Visiting Avebury’s Stone Circle
Since we had limited time, I didn’t get to visit all of the Avebury Stone Circle, but what I did see was beautiful. Unlike Stonehenge, Avebury isn’t commercialized. No visitor center, no tram up to the site, no audioguide. There’s also wasn’t a whole lot of other people there, which was a nice change. It was lovely to enjoy the place without any pressure. It also felt so much more natural as you can walk right up to them! Though I wouldn’t recommend touching them.
JRR Tolkien’s Trees
Just a little way down the road from the Red Lion Avebury Pub, you happen upon some enormous trees. My friend, who had been before, told me these trees had been the inspiration for JRR Tolkien’s ‘walking trees’ or Ents in The Lord of the Rings. If you’ve either seen the film or read the books, you’ll recall the walking trees I’m talking about.
Ents are the huge talking trees that help the hobbits. People have tied ribbons to the tree’s branches with wishes written on them. Unfortunately, I didn’t know this was also the Avebury wishing tree, so I didn’t have a ribbon on me. My wish would have been for Nerd Out to be successful. And thus far, it is!

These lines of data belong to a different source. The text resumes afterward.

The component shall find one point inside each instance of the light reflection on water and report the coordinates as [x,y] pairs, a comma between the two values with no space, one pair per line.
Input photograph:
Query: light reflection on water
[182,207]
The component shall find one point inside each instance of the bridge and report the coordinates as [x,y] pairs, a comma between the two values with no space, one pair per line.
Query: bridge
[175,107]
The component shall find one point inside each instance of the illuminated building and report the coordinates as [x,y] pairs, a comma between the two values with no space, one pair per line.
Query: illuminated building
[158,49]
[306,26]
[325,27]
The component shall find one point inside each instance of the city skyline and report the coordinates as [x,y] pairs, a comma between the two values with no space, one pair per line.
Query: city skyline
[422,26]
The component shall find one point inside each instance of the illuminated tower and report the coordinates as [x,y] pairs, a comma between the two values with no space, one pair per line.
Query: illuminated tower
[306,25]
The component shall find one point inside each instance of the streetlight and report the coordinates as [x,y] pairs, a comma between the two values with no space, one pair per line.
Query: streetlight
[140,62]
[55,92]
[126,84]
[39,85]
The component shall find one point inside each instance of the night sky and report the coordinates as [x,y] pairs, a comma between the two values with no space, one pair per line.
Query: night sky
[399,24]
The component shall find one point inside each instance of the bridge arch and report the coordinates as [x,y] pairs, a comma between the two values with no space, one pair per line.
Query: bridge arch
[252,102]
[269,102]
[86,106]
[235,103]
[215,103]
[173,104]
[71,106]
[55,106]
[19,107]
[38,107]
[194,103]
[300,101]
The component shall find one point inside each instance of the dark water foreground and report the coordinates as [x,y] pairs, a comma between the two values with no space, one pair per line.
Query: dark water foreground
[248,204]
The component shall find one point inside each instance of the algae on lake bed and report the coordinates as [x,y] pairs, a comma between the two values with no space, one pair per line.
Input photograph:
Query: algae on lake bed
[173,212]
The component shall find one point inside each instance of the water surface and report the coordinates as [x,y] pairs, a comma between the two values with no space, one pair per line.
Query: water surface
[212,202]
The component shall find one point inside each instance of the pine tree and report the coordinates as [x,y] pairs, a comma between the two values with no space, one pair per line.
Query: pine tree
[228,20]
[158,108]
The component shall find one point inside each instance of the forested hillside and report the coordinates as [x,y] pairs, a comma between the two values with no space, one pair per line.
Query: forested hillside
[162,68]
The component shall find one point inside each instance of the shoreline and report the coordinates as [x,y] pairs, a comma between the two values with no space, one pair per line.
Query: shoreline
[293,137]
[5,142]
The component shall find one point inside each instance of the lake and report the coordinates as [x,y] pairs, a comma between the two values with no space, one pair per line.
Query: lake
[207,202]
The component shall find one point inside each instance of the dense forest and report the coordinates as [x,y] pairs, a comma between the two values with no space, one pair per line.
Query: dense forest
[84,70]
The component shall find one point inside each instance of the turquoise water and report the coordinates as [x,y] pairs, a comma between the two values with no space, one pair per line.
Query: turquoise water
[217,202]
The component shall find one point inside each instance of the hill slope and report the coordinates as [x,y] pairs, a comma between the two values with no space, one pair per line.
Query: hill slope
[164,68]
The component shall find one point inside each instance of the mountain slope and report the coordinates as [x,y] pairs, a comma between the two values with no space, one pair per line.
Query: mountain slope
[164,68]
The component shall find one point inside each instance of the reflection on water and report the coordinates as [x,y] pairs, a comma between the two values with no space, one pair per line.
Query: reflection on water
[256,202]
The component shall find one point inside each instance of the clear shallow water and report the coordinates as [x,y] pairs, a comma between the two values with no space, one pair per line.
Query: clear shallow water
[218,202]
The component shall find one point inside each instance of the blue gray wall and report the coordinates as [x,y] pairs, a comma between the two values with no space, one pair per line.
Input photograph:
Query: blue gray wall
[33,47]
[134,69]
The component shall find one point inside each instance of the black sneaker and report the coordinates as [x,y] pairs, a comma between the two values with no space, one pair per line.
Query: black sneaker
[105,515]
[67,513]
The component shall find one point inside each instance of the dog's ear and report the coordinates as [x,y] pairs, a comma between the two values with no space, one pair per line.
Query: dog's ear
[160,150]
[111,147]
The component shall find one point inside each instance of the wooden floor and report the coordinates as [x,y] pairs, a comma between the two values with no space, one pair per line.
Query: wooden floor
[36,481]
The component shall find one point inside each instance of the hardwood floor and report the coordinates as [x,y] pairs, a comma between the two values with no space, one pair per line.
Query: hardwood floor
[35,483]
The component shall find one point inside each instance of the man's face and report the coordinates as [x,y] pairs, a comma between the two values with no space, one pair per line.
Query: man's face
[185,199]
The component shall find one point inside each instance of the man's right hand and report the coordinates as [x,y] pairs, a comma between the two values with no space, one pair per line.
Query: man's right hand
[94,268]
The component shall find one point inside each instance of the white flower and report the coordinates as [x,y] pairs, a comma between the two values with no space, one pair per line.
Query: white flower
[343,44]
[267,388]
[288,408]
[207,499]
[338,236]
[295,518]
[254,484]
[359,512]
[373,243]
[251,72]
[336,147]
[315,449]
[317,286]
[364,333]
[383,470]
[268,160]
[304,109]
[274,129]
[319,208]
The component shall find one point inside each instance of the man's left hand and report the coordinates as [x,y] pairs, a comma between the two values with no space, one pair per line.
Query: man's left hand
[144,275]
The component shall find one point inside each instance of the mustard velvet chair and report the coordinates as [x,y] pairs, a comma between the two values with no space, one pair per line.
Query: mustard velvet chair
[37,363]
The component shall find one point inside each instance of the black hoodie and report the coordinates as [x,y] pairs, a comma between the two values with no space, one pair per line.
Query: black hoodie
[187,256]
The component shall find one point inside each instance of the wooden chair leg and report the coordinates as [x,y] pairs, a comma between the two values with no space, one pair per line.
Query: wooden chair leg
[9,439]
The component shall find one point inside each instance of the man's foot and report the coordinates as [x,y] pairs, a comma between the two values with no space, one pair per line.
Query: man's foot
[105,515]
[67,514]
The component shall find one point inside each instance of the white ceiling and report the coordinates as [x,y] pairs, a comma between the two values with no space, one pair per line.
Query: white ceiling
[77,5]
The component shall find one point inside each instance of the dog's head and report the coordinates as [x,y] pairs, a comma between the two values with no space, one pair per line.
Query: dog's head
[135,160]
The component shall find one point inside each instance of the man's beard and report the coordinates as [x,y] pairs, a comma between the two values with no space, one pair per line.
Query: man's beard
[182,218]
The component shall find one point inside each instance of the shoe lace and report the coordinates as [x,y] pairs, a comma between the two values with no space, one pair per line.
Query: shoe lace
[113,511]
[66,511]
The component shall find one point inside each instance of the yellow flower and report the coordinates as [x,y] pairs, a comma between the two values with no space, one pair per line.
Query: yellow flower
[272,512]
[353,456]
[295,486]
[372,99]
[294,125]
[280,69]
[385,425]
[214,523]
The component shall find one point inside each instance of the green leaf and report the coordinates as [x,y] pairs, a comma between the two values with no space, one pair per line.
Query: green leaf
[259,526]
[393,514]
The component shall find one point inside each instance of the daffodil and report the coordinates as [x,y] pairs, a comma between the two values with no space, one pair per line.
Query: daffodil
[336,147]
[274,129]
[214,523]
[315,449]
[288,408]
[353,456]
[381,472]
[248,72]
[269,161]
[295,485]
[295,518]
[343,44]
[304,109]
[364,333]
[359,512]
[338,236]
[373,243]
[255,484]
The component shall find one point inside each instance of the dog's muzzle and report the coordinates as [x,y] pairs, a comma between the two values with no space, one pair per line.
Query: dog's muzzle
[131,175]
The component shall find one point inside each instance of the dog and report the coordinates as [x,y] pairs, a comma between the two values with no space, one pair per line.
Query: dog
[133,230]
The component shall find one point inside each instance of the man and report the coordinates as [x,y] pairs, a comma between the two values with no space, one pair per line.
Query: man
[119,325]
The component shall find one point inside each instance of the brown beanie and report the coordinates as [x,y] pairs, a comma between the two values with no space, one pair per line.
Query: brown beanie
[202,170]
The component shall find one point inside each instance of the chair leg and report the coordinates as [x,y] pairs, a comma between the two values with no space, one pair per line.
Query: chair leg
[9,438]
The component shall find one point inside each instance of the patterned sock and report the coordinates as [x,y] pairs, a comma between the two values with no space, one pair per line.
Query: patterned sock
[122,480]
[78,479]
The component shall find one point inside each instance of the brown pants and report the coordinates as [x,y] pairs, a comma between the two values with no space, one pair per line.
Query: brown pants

Travel Tip: Bring a ribbon and a pen or marker so you can add to the Avebury wishing tree while visiting!
Visting Avebury, England
Whether or not these massive, gorgeous trees were the inspiration for JRR Tolkien, they are truly amazing. And while you’re visiting Avebury, it’s worth the five-minute walk to see the Avebury wishing trees.
As we took a coach bus from the Cotswolds to Stonehenge to Avebury and back, it was easy for me to get around. However, I realize that’s not everyone’s situation. The easiest way seems to be by car or public transport.
You’re able to visit the Avebury Stone Circle any reasonable time during daylight hours. It is also FREE to visit! I enjoyed my time in Avebury, England and I hope you will too!